To compensate for the lack of capability for multi-modal understanding and generation, we introduce an agentic workflow that leverages tool-augmented MLLMs to construct multi-turn QA instances.
To further this goal, we introduce *InterMT-Bench* to assess the ability of
MLLMs in assisting judges with multi-turn, multimodal tasks.
We demonstrate the utility of *InterMT* through applications such as judge moderation and further reveal the *multi-turn scaling law* of judge model.
We hope the open-source of our data can help facilitate further research on aligning current MLLMs to the next step.

## InterMT
The InterMT dataset includes: (1) carefully crafted *seed questions* for multi-turn, multimodal conversations, and (2) fine-grained human preference annotations at both local and global conversation levels. Inspired by theories from linguistics, human-computer interaction, and cognitive psychology, the seed questions are rigorously selected and refined to enable more faithful simulation of real-world multi-turn understanding and generation tasks.
We collect preference data through score evaluations and pairwise comparisons of multi-modal responses at each conversation turn, based on four sub-dimensions. Global conversation helpfulness is then evaluated via five sub-dimensions. Incorporating natural language feedback further improves annotation quality and alignment with human intent.
The **Data Card** for InterMT is as follow:
1. InterMT is built from a corpus of 100k image-text examples, comprising 72.1% from open-source vision-language datasets, 22.8% from web data, and 5.1% from human-written content. All prompts are refined following constitutional guidelines to improve multi-turn compatibility, resulting in 15604 unique seed questions.

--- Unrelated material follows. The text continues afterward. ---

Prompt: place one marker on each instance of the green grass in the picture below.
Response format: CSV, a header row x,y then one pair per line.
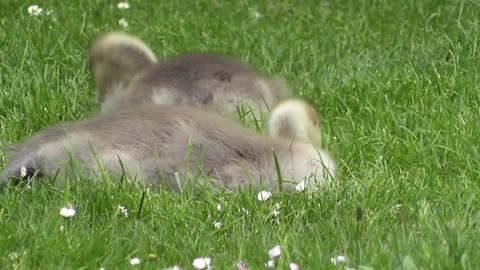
x,y
397,87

2. Each seed question is expanded via an agent-based multi-turn QA construction workflow, producing at least 8 multi-turn QA instances per prompt. After pruning and filtering, we obtain 52.6k high-quality multi-turn QA instances, with 41.92% containing five or more turns.

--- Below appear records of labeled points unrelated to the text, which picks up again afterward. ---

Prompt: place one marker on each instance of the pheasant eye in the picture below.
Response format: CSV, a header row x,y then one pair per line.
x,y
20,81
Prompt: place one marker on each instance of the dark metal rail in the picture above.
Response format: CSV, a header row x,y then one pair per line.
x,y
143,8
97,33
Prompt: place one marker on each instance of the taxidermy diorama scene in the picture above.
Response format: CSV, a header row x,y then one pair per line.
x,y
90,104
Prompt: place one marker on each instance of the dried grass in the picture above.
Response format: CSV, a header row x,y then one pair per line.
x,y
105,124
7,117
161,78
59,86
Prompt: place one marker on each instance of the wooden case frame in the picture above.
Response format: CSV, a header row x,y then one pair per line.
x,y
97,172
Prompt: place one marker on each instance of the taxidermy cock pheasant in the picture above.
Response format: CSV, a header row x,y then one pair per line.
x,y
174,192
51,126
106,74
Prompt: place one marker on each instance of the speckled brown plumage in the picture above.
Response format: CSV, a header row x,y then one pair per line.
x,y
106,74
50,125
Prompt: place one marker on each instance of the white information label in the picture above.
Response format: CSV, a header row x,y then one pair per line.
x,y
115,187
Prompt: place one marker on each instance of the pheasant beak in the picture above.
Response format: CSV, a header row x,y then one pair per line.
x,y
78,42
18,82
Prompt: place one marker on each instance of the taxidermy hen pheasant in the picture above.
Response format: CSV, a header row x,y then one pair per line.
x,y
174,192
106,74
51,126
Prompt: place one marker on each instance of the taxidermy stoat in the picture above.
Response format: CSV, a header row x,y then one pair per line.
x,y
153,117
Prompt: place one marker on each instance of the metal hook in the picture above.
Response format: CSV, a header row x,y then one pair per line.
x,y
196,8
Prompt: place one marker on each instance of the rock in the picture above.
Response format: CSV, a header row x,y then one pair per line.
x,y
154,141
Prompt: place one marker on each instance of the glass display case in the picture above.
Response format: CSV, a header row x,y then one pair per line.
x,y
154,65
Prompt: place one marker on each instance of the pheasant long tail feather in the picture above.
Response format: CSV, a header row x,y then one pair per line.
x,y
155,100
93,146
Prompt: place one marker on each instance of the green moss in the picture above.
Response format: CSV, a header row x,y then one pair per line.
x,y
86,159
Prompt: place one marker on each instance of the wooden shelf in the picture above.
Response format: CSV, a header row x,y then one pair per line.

3. The resulting 52.6k QA instances cover 15+ vision-language understanding and generation tasks, such as image editing and visual tutorials. Each instance features interleaved textual and visual content in both inputs and outputs, with an average of 5.33 images per conversation.
4. InterMT features 32,459 human preference annotations, organized as score evaluation pairwise comparisons at both the local and global levels. Preferences are decomposed into 9 dimensions of helpfulness, accompanied by human-written critiques, refinement suggestions, and rationales.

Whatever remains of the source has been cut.